December 23: Received an air purifier for Christmas from her sister and brother-in-law. “Thinking on it now, it’s like, ‘How did you know?’”
December 30: Discussed the coronavirus with colleagues for the first time. “We all had so many questions. Months later, we still have so many questions.”
January 6: Finished her first official shift after being promoted to RN clinical supervisor at GW’s emergency department.
January 13: Helped implement changes to triage questions about recent travel. “I feel fortunate to work at GW because we have been proactive in a lot of ways.”
February 10: Developed a new routine with her husband, Michael Cheek, CAS/BA ’09. Began placing her scrubs and work-related items in plastic bins outside and showering as soon as she returned from work.
February 17: Navigated “constant change” in the department, including setting up a zone for patients with COVID-19-like symptoms and implementing new safety protocols.
March 2: Started wearing at least one mask all shift, every shift, and sometimes two—a surgical mask on top of an N95.
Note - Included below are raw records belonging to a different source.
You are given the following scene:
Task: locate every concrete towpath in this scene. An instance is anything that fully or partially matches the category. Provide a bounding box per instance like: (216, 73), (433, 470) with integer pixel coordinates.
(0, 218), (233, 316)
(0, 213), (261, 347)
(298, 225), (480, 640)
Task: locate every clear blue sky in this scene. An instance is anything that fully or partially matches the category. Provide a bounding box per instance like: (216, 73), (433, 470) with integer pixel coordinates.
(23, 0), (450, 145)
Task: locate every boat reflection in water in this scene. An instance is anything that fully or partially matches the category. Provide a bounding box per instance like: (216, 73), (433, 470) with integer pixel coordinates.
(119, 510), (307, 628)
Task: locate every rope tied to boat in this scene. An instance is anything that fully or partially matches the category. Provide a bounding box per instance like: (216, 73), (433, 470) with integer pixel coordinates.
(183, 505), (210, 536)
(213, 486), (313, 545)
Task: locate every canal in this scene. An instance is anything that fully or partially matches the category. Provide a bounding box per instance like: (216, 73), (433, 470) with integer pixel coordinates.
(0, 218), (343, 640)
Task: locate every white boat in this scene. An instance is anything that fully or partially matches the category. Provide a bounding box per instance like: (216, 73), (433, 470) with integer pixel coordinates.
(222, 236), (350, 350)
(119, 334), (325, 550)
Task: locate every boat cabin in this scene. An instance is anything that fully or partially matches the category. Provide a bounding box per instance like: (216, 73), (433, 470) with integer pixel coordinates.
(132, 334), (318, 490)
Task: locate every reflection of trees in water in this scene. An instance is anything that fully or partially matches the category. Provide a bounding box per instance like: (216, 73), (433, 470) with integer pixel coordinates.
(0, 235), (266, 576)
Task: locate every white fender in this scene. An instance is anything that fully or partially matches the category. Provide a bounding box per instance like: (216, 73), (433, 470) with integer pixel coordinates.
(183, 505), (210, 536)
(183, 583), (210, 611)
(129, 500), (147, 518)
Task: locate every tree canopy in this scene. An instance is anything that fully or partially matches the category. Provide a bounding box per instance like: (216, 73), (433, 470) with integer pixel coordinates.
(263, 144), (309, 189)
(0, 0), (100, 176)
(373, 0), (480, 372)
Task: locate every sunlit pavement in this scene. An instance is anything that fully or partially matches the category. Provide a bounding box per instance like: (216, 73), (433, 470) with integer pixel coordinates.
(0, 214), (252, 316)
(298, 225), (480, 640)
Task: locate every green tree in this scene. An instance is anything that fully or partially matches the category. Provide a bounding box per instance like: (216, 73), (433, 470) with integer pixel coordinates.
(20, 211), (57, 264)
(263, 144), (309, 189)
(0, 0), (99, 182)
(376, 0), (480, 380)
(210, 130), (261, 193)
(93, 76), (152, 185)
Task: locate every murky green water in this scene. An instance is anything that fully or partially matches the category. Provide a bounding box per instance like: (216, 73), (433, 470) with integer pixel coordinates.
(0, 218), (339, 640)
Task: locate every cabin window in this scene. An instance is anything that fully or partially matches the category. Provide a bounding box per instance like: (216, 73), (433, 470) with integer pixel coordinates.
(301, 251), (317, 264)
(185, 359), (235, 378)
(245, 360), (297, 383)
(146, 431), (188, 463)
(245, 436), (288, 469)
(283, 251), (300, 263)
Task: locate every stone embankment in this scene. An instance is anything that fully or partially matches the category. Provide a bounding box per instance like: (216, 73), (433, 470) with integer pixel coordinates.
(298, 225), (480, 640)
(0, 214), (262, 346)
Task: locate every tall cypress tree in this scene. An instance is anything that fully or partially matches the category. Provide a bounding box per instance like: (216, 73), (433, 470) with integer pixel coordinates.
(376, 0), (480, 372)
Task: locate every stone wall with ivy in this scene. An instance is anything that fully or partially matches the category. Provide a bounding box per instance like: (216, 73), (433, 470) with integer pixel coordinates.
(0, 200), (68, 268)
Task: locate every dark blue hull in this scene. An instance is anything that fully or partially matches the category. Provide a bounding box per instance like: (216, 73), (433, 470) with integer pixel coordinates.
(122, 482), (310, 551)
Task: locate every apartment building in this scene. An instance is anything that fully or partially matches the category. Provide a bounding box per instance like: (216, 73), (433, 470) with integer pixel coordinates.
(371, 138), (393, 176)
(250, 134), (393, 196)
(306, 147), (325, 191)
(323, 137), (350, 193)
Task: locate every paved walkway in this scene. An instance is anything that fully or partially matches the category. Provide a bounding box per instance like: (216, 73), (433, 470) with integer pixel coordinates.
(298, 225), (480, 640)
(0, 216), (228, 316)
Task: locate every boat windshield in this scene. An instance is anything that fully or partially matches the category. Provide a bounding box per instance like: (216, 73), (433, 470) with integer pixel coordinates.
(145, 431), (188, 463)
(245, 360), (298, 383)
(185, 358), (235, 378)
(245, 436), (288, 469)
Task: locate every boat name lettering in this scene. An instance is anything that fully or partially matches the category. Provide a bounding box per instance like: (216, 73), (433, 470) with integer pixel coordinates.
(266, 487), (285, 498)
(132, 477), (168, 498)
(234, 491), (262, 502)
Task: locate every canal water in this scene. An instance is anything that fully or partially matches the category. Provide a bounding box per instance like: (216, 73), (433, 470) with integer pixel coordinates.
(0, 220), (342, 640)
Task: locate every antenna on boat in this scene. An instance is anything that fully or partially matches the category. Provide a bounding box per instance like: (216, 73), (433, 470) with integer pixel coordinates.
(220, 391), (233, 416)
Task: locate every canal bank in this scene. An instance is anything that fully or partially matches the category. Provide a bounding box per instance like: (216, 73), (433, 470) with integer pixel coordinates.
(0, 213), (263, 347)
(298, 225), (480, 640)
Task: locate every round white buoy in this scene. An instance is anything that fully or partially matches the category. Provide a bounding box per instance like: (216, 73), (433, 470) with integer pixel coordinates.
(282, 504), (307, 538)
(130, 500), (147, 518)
March 16: Noticed a drop in patients after Mayor Muriel Bowser, SPA/MPP ’00, declared a public health emergency. “But [now] the people that are coming into the emergency department are very sick.”
March 23: Watched nervously as New York’s cases spiked. “The worst part has been waiting for it to get very bad. I think that is one of the things that has been the hardest on staff.”
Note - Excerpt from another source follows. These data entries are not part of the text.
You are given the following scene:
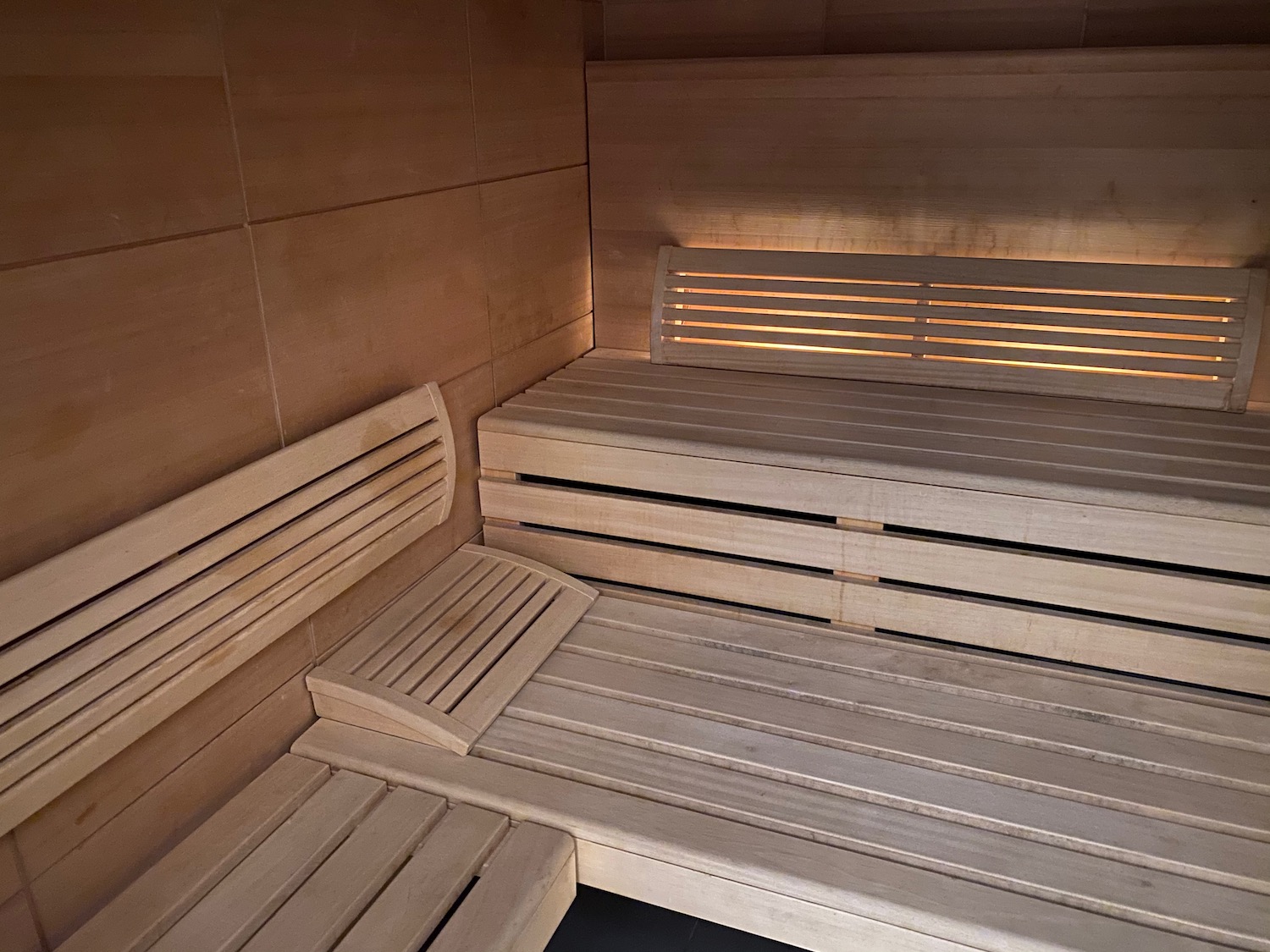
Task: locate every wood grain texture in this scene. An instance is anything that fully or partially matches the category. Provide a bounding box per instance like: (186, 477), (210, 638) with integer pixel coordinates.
(0, 0), (244, 264)
(1085, 0), (1270, 46)
(253, 188), (490, 442)
(0, 231), (279, 576)
(494, 314), (594, 404)
(588, 47), (1270, 388)
(480, 167), (591, 357)
(32, 677), (314, 942)
(469, 0), (587, 182)
(825, 0), (1087, 53)
(0, 893), (45, 952)
(602, 0), (825, 60)
(14, 625), (312, 878)
(223, 0), (477, 220)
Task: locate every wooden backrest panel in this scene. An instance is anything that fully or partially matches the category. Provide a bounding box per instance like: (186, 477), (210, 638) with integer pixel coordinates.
(650, 248), (1267, 410)
(0, 385), (455, 830)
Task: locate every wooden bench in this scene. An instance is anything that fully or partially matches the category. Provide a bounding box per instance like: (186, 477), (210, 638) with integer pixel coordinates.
(480, 357), (1270, 695)
(0, 385), (455, 833)
(60, 754), (577, 952)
March 30: Checked in on colleagues as cases in DC grew. “You’re seeing patients in incredible distress. People are very conscious of the fact that patients are dying alone [and] it definitely takes a toll.”
April 6: Joined colleagues in wearing a name tag sticker on top of PPE to help nurses, technicians, and doctors recognize each other in trauma bays.
April 20: Braced herself as DC, Maryland, and Virginia eclipsed 1,000 combined deaths and 25,000 cases. “It started as intermittent, one-off patients in the beginning, and then it just slowly started to rise. By [mid-April], we just assumed that everyone [who came in] had it.”
April 27: Started reading These Truths: A History of the United States by Jill Lepore. “Finding an escape is important. I have chronic depression, so I’ve always had to be vigilant. It took me a long time to say this about having a mental illness: it has made me more empathetic and a better nurse.”
November: Planning (hopefully) to travel to Israel with her great aunt. “The more we can make the choice to look forward, to be hopeful, to find ways to see the incredible things that are happening all around us—like donations of masks and food and clapping for health care workers—the more optimistic we become in fighting this pandemic.”